The second half of the video focuses on "historical memory" and uses Longfellow's poem on Paul Revere to explain why the events April 19, 1775, are important, and need to be remembered. In what can only be described as an unlimited capacity for a lack of self-awareness, the video concludes with a warning that in times of peril it is in the American character to respond to darkness, and "what was done before can be done again".
Thank you for sharing the link to that video. As you saw, the one talking head in the entire video is a professor at Hillsdale College, a conservative Christian college. It has issued a “Hillsdale 1776 Curriculum” and was deeply involved in the 1776 Commission. The American Historical Association and 33 other historical societies criticized that commission’s report as lacking input from scholars of American history, full of errors, and propagandistically partisan.

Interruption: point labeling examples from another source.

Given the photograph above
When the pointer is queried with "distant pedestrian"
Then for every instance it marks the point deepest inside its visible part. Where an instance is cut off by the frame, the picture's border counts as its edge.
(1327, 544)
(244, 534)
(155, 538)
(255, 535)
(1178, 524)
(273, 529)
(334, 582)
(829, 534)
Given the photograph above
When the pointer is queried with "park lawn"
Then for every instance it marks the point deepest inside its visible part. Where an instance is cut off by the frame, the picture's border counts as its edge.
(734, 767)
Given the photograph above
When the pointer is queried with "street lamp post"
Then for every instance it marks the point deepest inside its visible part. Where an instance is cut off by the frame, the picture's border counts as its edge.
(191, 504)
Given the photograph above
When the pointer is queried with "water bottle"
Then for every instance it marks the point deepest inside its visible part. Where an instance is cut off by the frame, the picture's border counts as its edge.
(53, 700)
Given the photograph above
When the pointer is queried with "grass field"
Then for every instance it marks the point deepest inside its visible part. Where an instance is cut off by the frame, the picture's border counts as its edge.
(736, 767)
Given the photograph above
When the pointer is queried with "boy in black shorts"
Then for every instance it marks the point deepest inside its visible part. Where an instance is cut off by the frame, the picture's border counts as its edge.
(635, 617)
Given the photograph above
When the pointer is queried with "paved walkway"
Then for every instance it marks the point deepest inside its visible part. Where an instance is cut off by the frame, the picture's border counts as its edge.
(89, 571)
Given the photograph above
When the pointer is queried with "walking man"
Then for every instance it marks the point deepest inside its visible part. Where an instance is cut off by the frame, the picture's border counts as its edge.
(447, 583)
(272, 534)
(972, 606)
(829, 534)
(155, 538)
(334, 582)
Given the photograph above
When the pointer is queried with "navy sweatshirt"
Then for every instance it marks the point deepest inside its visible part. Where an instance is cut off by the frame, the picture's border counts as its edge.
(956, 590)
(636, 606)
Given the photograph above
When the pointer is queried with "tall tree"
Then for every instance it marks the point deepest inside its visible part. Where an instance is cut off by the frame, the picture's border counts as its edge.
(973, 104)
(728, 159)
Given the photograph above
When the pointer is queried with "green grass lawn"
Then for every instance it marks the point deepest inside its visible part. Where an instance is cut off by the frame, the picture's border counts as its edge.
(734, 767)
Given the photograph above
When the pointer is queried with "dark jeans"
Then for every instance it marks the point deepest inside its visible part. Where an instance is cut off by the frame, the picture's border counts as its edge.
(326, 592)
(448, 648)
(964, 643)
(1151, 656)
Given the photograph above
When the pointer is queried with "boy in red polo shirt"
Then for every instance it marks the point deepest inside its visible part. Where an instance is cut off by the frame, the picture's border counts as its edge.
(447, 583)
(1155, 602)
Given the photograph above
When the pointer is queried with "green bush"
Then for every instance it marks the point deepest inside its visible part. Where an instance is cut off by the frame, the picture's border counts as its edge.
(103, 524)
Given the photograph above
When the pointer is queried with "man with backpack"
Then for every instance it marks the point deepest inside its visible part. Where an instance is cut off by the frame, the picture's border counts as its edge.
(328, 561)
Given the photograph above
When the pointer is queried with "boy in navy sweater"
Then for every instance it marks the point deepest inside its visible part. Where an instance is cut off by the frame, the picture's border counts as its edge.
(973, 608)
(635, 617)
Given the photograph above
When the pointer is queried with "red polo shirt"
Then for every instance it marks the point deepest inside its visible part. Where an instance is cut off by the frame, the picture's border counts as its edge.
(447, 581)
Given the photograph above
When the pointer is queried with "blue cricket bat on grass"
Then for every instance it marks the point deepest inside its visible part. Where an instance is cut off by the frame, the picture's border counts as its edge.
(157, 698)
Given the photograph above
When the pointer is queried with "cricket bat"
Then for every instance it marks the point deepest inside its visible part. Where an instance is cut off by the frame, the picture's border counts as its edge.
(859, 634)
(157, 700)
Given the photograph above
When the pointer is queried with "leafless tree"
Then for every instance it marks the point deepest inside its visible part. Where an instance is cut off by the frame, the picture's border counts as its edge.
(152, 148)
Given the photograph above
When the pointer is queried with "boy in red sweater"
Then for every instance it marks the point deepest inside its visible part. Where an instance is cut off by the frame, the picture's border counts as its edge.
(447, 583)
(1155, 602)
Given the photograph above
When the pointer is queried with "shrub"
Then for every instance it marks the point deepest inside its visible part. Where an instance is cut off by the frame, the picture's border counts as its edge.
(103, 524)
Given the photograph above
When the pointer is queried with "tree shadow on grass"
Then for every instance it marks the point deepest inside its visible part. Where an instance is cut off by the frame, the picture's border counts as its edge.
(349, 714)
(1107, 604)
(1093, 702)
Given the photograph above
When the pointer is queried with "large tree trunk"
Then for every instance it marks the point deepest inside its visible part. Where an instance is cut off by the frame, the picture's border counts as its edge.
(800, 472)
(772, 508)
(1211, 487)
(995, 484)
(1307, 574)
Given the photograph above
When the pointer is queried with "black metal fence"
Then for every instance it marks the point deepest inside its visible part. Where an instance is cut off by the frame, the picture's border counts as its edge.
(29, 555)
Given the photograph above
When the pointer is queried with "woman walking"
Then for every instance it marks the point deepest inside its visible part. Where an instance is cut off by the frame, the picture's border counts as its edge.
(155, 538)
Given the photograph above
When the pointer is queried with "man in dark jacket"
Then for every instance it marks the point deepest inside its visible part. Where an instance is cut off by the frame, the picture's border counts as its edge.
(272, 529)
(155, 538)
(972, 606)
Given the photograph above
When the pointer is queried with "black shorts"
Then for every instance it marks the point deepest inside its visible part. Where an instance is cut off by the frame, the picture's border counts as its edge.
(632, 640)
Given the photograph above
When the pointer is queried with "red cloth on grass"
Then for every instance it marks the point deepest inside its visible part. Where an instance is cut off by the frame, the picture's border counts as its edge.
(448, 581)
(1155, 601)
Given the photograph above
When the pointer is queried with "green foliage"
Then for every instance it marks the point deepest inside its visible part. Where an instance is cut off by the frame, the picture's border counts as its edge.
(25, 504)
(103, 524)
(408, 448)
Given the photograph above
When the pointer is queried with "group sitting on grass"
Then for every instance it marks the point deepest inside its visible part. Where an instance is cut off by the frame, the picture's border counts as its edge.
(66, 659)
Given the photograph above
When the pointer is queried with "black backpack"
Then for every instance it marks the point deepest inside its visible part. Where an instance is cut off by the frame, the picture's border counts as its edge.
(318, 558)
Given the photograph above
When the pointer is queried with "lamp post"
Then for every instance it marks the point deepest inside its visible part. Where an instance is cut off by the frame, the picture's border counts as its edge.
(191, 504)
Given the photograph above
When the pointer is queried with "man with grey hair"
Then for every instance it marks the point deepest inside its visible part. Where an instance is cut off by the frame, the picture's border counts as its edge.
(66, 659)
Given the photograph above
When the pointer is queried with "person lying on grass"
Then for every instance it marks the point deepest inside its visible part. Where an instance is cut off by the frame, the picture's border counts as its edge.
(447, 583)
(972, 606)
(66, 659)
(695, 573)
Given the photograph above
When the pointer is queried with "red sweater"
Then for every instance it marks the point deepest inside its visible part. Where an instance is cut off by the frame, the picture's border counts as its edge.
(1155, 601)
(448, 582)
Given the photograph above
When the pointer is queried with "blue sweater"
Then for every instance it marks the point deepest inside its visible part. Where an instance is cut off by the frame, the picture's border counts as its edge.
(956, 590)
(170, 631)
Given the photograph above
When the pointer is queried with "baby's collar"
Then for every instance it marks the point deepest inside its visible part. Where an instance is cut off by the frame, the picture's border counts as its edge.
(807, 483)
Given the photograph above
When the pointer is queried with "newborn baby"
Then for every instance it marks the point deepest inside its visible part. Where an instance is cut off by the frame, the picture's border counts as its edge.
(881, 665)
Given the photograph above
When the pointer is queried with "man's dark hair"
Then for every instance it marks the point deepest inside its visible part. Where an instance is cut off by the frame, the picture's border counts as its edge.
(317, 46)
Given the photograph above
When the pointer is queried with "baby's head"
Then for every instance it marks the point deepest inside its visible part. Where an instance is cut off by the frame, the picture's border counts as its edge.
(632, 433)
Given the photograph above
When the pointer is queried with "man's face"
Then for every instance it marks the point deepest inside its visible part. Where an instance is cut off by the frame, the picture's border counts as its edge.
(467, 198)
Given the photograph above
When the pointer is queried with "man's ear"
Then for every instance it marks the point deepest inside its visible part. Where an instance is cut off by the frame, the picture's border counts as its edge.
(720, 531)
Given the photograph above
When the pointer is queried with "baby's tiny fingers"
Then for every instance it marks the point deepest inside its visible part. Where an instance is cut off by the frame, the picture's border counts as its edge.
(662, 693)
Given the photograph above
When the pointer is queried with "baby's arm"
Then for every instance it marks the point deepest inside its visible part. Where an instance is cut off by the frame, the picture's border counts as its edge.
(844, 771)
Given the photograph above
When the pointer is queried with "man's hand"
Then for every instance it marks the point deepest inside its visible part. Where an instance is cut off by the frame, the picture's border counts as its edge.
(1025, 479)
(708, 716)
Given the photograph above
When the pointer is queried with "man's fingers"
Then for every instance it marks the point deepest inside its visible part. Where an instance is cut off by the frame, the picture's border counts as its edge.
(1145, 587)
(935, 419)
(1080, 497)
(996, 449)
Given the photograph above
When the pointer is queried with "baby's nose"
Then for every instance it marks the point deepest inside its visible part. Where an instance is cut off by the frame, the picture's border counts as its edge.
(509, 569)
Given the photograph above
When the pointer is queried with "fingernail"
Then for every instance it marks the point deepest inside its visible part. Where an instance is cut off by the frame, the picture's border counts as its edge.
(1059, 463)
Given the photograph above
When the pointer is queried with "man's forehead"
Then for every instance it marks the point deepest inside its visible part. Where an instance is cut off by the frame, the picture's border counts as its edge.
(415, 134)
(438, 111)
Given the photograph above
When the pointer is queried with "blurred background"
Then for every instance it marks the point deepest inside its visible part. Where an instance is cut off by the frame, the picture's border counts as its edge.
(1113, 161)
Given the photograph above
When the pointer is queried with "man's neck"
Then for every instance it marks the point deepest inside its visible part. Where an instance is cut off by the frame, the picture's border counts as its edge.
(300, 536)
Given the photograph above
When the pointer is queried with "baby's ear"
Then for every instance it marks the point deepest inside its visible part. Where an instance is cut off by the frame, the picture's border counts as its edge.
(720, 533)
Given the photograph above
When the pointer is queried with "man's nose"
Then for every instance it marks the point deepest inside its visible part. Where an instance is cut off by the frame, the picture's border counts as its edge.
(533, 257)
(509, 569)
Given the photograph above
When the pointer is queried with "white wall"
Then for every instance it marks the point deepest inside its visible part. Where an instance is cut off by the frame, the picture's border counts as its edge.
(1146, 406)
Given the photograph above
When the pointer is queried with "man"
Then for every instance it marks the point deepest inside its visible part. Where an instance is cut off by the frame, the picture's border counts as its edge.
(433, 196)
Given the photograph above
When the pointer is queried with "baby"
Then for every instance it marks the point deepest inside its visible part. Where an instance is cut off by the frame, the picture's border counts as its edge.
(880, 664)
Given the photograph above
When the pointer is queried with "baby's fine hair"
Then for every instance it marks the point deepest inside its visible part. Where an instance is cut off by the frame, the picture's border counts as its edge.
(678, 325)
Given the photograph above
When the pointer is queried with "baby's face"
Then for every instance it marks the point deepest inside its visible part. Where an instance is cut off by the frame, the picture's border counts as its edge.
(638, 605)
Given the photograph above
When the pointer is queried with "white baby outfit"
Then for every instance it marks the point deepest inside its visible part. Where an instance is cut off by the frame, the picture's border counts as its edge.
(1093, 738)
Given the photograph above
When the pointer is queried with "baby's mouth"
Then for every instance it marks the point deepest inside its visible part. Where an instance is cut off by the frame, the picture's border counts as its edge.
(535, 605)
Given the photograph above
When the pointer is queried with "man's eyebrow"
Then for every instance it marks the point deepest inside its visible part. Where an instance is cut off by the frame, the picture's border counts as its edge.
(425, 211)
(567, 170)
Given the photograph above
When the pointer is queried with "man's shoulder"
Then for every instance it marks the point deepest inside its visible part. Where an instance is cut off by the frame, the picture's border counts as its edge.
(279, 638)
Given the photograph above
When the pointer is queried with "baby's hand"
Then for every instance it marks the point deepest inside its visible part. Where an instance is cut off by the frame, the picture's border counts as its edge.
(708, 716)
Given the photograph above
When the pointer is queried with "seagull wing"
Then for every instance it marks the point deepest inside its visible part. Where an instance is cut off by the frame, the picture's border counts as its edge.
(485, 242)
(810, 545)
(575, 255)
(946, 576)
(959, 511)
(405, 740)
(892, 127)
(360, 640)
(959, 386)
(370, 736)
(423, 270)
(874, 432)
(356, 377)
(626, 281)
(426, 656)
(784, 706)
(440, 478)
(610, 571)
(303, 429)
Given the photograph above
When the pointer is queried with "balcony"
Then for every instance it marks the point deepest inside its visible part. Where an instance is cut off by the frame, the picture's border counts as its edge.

Just a reminder: You can send in comments making political claims with no historical content. But you should take those comments seriously enough to stand behind them and identity yourself in some way. If you make political statements completely anonymously, I don’t perceive you as making those claims seriously, so I don’t share them with the world.
I'd attend a Healthy Living seminar hosted by Keith Richards before I 'd invest an ounce of belief in the Narcissist-In-Chief's take on the Declaration of Independence.
After following Mr. Bell’s “Boston 1775” column for years and being very aware of his painstaking research, and thorough scholarship, it’s a welcome thing indeed to see his links of 1775 to 2025. History is a continuum and not some isolated incident of the past unconnected to our present lives. It’s especially important, in this country’s present circumstance, to closely consider the voices of those early struggling years when this country’s government was formed, and that, despite flawed and intolerant detours, the progress on this path to the present day has always been toward the ideals set forth clearly in its founding documents, and then enhanced and corrected over time by succeeding generations.
To see the present administration’s utter and criminal ignorance of this country’s history and its actions to systematically break down the institutions and structures that keep its people and country safe, is alarming and is certainly worthy of a careful examination and comparison with this country’s founding which is what this page is certainly doing and, as such, it's of great service for all who take an interest in our country’s history and value the lives and wellbeing of all who live here.